Added
- Added the `parse_text` for analyzing Cantonese text data.
- Characters-to-Jyutping conversion:
The `characters_to_jyutping` function now has the `segmenter` kwarg for
customizing word segmentation.
- Added support for Python 3.10.
- Turned on Windows testing on CircleCI.
- Added `pyproject.toml`. Related to preferring `setup.cfg` for specifying
build metadata and options.
Changed
- Characters-to-Jyutping conversion:
For the `characters_to_jyutping` function,
in case rime-cantonese and HKCanCor don't agree,
rime-cantonese data (more accurate) is preferred.
- Updated the rime-cantonese data to the latest `2021.05.16` release,
improving both characters-to-Jyutping conversion and word segmentation.

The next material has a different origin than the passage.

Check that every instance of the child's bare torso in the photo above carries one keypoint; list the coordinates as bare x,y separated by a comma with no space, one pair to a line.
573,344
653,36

- Updated the PyLangAcq dependency to v0.16.0, allowing PyCantonese's `CHATReader`
to use the new methods `to_chat`, `to_strs`, `info`, `head`, and `tail`.
- Switched to `setup.cfg` to fully specify build metadata and options,
while keeping a minimal `setup.py` for backward compatibility.
Related to the new `pyproject.toml`.
Removed
- Dropped support for Python 3.6.
Security
- Turned on `safety` and `bandit` checks at CircleCI builds.